3: Deploy the Dashlane Extension
You can skip this step if you've previously deployed the extension.
You must deploy the Credential Risk Detection policies before you deploy the Dashlane extension. This order ensures the extension installs silently. If you don't deploy the policies to your targeted machines, your employees will be asked to log in to Dashlane on every login screen. If you deploy the extension before the policies, employees might create a personal account before the policies are applied.
Return to step 1 to deploy the policy
What if the extension has already been deployed?

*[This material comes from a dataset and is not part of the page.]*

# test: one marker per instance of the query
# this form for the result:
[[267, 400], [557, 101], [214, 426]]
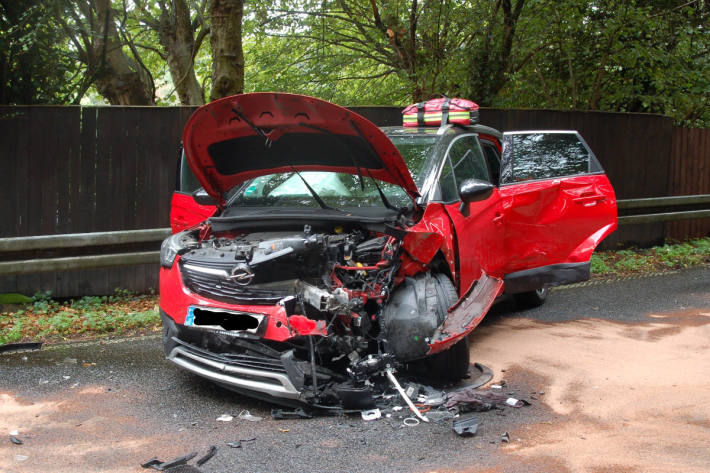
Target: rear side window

To deploy the Dashlane extension, you must add a new device configuration to Intune using the Configure the list of force-installed apps and extensions template using the browser value in the Dashlane Admin Console. If you can't find this template, ensure you've imported Chrome ADMX.
Import Chrome ADMX
If you're deploying to both Chrome and Edge, repeat these steps for each browser.
In the Dashlane Admin Console, copy the browser value:
- On the Risk Detection page, go to step 3 and select Copy value.

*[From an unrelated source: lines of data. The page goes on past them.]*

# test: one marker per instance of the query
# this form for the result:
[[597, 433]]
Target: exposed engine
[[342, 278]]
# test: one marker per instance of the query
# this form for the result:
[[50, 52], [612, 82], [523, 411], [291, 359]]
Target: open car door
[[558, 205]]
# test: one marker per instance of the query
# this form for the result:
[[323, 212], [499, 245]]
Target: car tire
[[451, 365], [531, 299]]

In Intune, add a new device configuration:
- Select Devices, Configurations, and then Create and New policy. Use these settings to define the policy:
- Platform: Windows 10 and later
- Profile type: Templates
-
Template name: Administrative templates
- Select Create, enter a name for the Profile (for example, "Deploy Dashlane Extension"), then select Next.
- Locate the folders for Google or Edge:
Google > Google Chrome
Microsoft > Edge - In the search bar, type "force" and select Configure list of force-installed apps and extensions.
- In the Extension/app IDs and update URLs to be silently installed field, select Enabled, paste the value you copied from the Dashlane Admin Console, and select OK.
- Confirm the Enabled status and select Next.
- On the next screen, set the Scope tags to Default and select Next.
- Select Add Groups and select the boxes next to the names of the groups to which you want to deploy the extension.
- Select the Select button and then Next.
- Review the information and select Create.
The policy is now active. If a plan member hasn't enrolled with Intune, they'll be prompted to do so when they sign in on a managed device. After they enroll, Intune automatically installs the Dashlane web extension in their browser.
In the Dashlane Admin Console:
- On the Risk Detection page, go back to step 3 and select Continue.
4: Turn on Risk Detection
Activate Risk Detection to get insights on risky password behavior across company devices. The associated activity logs detail the employee and the website accessed but don't include the password itself.
In the Dashlane Admin Console:
- On the Risk Detection page, go to step 4 and select Turn on.
After Credential Risk Detection is turned on, any at-risk passwords entered by employees in company-managed desktop browsers will be logged in the Activity Log and displayed on the Insights tab on the Risk Detection page.
When you identify an employee with risky password practices, you can invite them to your Dashlane plan. With Dashlane, they can use the Password Generator to create strong, secure passwords and store their credentials safely in an encrypted vault.
More about Risk Detection insights
Watch the Windows + Intune setup video
You can watch a step-by-step video of the Windows + Intune setup. Turn on the sound to hear the voiceover.
If you have any issues turning on this feature, please contact our Support team.
Contact an agent through the Admin Console
Chat with our bot
Common questions
The Dashlane extension has already been deployed to all members. How can I turn on Credential Risk Detection?
If the extension has already been deployed and you want to turn on Credential Risk Detection for existing employees, you can skip steps 2 and 3 in the setup guide. You can turn on the feature after deploying the Credential Risk Detection policy.
What is Microsoft Intune?
Microsoft Intune is a cloud-based endpoint management solution. It manages user access to organizational resources and simplifies app and device management across devices, including mobile devices, desktop computers, and virtual endpoints.